Businesses, public services limit hours or shutter doors

Some businesses, too, are closing their doors to the public as more staff become infected with or exposed to the highly transmissible omicron variant of the coronavirus.

The Portland area mass transit agency, TriMet, announced that it’s temporarily reducing its bus routes because of a bus driver shortage. And the two Portland-area garbage transfer stations that accept trash hauls from the general public had to stop accepting non-commercial loads. Officials with Metro — the regional government that runs the transfer stations — say their bays are nearly full with mountains of garbage, and they’re running low on haulers who could truck it out to landfills in Eastern Oregon.

Meanwhile, Oregon’s effort to adopt a rule mandating vaccines-or-testing at larger businesses officially died last week, when the U.S. Supreme Court blocked implementation of the Biden administration’s vaccine rule for big businesses.

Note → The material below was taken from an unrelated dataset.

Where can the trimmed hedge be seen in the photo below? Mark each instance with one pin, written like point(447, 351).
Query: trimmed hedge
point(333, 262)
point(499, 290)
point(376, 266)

On Thursday evening, officials with Oregon’s Occupational Safety and Health Division had called off state rulemaking, as well.

People stand in line for up to an hour to get a COVID-19 test at the Oregon Convention Center earlier this month. Getting access to tests has become increasingly challenging.

Kristyna Wentz-Graff / OPB

Oregon ramps up testing as home kits run scarce

Oregon officials say they are on track to receive six million at-home COVID-19 test kits, containing 12 million individual tests, by the end of this month. That includes nearly a million test kits expected in the next week.

Still, rapid tests remain difficult to come by. In Southern Oregon, Jackson County officials are telling people who have a low-risk of contracting the coronavirus to save tests for others.

As demand for COVID-19 tests grows, so do testing scams. State Attorney General Ellen Rosenblum is urging Oregonians to watch for testing sites that seem suspicious, or for vendors that are selling at-home tests for sky-high prices.

The Oregon Department of Justice opened an investigation last week into a company called The Center for Covid Control, which has been accused of operating suspicious COVID-19 test sites. The agency is asking Oregonians to report any dubious testing sites or vendors selling at-home tests at inflated prices to its consumer hotline by calling 877-877-9392 or through its website.

For those who manage to dodge scams and access any at-home COVID-19 tests, state officials are asking people to report those positive results to OHA’s COVID-19 Case Support Hotline by calling 866-917-8881 or through its online survey.